Why is this so problematic? Because each time we do this, we protect, but we fail to teach. Wisdom is gained through experience, and that experience inevitably must contain success and failure. It must contain moments of struggle and hardship, followed by ease and recovery. It also must contain the natural consequences of our choices, because this is the ONLY way we can really learn from our choices. If it’s a great choice, then we get the reward. If it’s a poor choice, we get to feel a bit of pain. Both are valuable and equal teachers.
The key here is that experience brings the opportunity to learn. If we limit experiences for our children, we limit their learning opportunities. Worse yet, if we create experiences that are false teaching moments, and provide our children with these false lessons about life, we truly disable them from being prepared for reality.
Making It Easy Now… Makes It Hard Later. (But Only 100% Of The Time.)
Reality Check: Do you find life to be easy, and some guardian angel steps in to help you through each challenge and struggle? Is someone there to lift the heavy moments from your shoulders and make your life easier? Have you found that you can avoid taking responsibility for your actions, as some protector shields you from the consequences of your poor choices?
Honestly, I don’t know anyone who lives that life. It’s a misfit for reality, as the world does not work that way.

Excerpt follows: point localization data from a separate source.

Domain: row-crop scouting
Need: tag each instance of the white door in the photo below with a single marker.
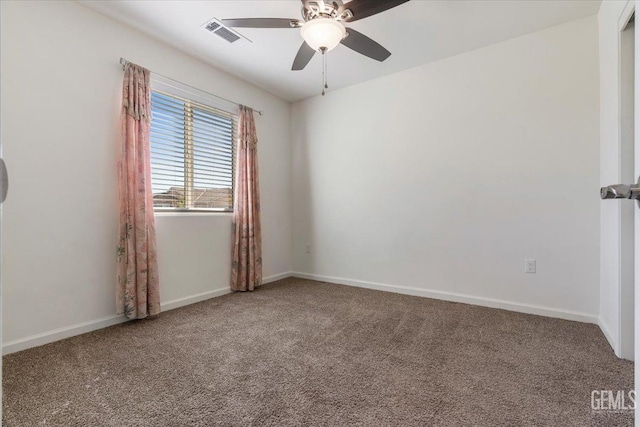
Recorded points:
(629, 149)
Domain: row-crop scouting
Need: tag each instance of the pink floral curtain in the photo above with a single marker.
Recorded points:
(137, 293)
(246, 270)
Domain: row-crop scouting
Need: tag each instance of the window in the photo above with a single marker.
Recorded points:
(192, 155)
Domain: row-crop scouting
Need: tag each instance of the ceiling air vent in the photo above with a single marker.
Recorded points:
(216, 27)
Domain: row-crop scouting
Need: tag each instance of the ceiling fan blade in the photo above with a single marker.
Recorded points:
(364, 8)
(305, 53)
(364, 45)
(261, 23)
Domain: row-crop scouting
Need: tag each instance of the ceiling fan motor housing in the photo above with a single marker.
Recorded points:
(325, 9)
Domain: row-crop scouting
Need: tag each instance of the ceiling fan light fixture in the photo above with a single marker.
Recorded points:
(322, 33)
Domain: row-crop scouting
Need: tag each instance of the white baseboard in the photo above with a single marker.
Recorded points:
(608, 336)
(93, 325)
(455, 297)
(60, 334)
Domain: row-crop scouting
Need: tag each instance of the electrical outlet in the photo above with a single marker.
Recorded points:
(529, 265)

Yet, I find lots of children being raised with expectations that match such a delusional, irresponsible world. These children are not hard to spot because they develop the false expectation that others will work harder at their success and happiness than they do. They expect remarkable results and benefits with little effort. If more effort is required, then they give up. Or turn to the nearest adult, and demand that you do it. Later in life, this approach leaves them angry, frustrated, and incompetent in handling the demands of reality. They will likely fail, and they will also likely blame you. Life will become a true struggle as they emerge into the real world.

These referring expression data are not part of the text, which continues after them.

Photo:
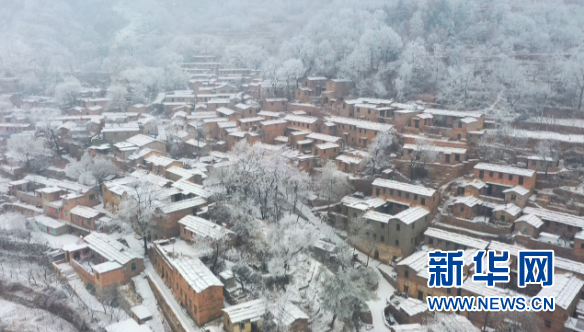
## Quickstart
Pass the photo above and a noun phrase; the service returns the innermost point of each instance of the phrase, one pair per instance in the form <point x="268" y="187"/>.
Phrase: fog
<point x="461" y="54"/>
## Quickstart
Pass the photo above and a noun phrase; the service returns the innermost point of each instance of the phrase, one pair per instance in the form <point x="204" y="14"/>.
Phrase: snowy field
<point x="15" y="317"/>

The Correction: Four Pointers To Prepare Kids For Life
- Whenever you feel yourself working harder than your children in their lives than they are, hit yourself up beside the head. And do it hard, like you mean it (smile). Why? So that you stop immediately. Don’t fix every struggle or upset. If they are battling life, wait until they ask for help and step in ONLY when they are doing the heavy lifting. If they want you to solve it or fit it for them, pull back.
- When poor choices by your children have left them with a painful or difficult moment to get through, don’t protect them from this. Allow them to get through it, and let the emotions come and go without you fixing it. This is where real learning comes from. And then, if they are ready, see if they are willing to create their own solutions to correct their errors.
- Prepare your kids for a responsible life by giving them responsibilities. Make sure with more time at home, your children move into summer with more simple chores to help out. It’s a simple formula, but it works. Make sure they participate in the chores and responsibilities that keep the home functioning. This will create habits of personal responsibility.
- And finally, make certain that they constantly have ‘skin in the game’ for all those remarkable goodies available to them. What do I mean? I mean that reality doesn’t just give us stuff when we ask. We have to earn it. So make sure that your children learn to save, and work toward those expensive goodies with some extra effort.